Startup Brasileira Combina Data Centers e Energias Renováveis
A Aikido Technologies apresentou uma solução inovadora que busca integrar data centers com turbinas eólicas em um modelo sustentável para o setor de inteligência artificial.
A empresa, que se destaca no desenvolvimento de energia eólica flutuante, revelou seu projeto que pretende construir data centers dentro de tanques subaquáticos que sustentam plataformas de turbinas. A proposta visa gerar de 10 a 12 megawatts de computação dedicada para IA ao lado de uma turbina de 15 a 18 megawatts, com armazenamento de bateria integrado. A expectativa é que um protótipo de 100 kilowatts seja testado ao largo da costa norueguesa até o final do ano, segundo informações da IEEE Spectrum.
Sustentabilidade nas operações de IA
Este projeto é uma abordagem inteligente para resolver o problema energético gerado pela proliferação dos data centers, que consomem grandes quantidades de eletricidade a partir de fontes de combustíveis fósseis. Em 2024, os data centers dos Estados Unidos consumiram 183 terawatts-hora de eletricidade, representando cerca de 4% do consumo total de eletricidade do país naquele ano. Caso a expansão continue na mesma proporção, esse número poderá mais do que dobrar até 2030.
Com a intenção de minimizar a pegada de carbono das operações de IA e o estresse sobre a rede elétrica, a Aikido pretende co-localizar seus data centers com geração de energia renovável. A estrutura do sistema inclui uma plataforma grande que suporta a turbina no centro, com três pernas se estendendo a partir da base da torre. De acordo com informações da IEEE Spectrum, cada uma das pernas terá um lastro que alcança 20 metros de profundidade e que comportará tanques repletos de água doce. A parte superior de cada tanque contará com um data hall de 3 a 4 megawatts, o que torna o design eficiente em termos de energia e também em resfriamento, utilizando o oceano como um "sumidor de calor infinito".
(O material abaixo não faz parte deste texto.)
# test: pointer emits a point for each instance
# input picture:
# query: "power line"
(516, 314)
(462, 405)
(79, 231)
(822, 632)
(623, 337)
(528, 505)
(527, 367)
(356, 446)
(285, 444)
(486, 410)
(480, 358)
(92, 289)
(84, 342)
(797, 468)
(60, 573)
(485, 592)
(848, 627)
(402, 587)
A Aikido desenvolveu um sistema de resfriamento passivo que transfere calor dos data centers através das paredes de aço dos tanques de lastro para a água do mar circundante. A empresa assegura que o impacto térmico no oceano será limitado a "alguns metros" ao redor da estrutura. O plano é, eventualmente, construir parques eólicos offshore que suportem de 30 megawatts a mais de 1 gigawatt de capacidade computacional, atendendo à crescente demanda por infraestrutura de IA de alta densidade, ao mesmo tempo em que mitiga o consumo de energia e o impacto ambiental do setor.
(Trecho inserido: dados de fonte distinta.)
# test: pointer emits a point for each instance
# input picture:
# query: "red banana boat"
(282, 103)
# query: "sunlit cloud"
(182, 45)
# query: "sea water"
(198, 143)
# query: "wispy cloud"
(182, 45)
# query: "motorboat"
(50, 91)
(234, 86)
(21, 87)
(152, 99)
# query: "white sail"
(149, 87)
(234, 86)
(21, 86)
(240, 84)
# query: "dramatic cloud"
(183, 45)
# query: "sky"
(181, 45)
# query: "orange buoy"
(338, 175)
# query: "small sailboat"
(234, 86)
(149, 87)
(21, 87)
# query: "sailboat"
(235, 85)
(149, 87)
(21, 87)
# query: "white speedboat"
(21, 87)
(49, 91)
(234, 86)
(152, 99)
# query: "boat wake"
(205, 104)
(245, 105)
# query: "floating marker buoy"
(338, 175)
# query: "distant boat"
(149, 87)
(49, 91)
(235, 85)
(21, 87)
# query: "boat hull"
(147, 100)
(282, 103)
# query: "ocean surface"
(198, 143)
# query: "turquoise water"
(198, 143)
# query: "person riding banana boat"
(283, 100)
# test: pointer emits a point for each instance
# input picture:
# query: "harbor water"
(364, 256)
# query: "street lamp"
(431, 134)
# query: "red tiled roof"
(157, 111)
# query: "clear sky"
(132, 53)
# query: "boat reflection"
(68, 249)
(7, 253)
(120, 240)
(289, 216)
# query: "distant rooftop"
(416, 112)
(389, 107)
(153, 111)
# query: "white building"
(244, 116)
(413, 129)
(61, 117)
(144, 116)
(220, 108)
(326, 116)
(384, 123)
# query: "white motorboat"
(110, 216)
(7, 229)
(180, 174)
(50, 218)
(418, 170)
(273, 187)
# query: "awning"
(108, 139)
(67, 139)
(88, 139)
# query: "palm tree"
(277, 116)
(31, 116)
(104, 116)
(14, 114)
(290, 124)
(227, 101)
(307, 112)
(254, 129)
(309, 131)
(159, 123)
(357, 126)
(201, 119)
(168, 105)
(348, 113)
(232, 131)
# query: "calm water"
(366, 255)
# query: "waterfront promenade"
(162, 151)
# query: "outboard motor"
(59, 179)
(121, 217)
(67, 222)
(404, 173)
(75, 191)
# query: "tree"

Solução perfeita? Nem tanto
A Aikido não é a única empresa a desenvolver data centers subaquáticos, mas parece ser a única a integrar diretamente o poder computacional na infraestrutura de turbinas eólicas. Vale mencionar que a WestfalenWind-Group, na Alemanha, está na fase de desenvolvimento operacional de seu projeto windCORES, que integra data centers nas torres de turbinas onshore.
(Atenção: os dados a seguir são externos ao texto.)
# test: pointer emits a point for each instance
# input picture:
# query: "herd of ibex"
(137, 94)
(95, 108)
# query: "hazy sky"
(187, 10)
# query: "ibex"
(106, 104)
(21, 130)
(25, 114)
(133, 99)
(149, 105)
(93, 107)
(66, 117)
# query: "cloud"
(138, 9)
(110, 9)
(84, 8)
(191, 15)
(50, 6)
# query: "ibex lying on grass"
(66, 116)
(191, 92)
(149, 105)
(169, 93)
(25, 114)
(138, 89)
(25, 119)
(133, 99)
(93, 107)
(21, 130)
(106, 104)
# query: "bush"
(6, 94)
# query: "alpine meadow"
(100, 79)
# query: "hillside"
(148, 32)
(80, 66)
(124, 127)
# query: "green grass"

Embora a abordagem offshore da Aikido apresente algumas vantagens, também enfrenta desvantagens. Uma das principais questões é o estado atual do setor de energia eólica flutuante, que lida com atrasos significativos no desenvolvimento, aumento de custos e taxas de juros elevadas, à medida que os subsídios governamentais diminuem. Segundo Sam Kanner, CEO da Aikido Technologies, a empresa espera revitalizar esse setor em dificuldades reformulando o modelo de negócio.
No entanto, também existem desafios técnicos. Daniel King, pesquisador da Fundação para a Inovação Americana, alertou que a Aikido pode encontrar dificuldades de engenharia devido à salinidade e aos detritos do ambiente oceânico, que podem danificar a infraestrutura. Além disso, existem preocupações regulatórias sobre a proteção da vida marinha contra a descarga de calor.
Os testes do protótipo proporcionarão mais informações sobre a viabilidade da visão da Aikido. Por ora, é animador ver outra empresa de energia renovável explorando novas formas de apoiar o crescimento acelerado da IA em um futuro mais sustentável.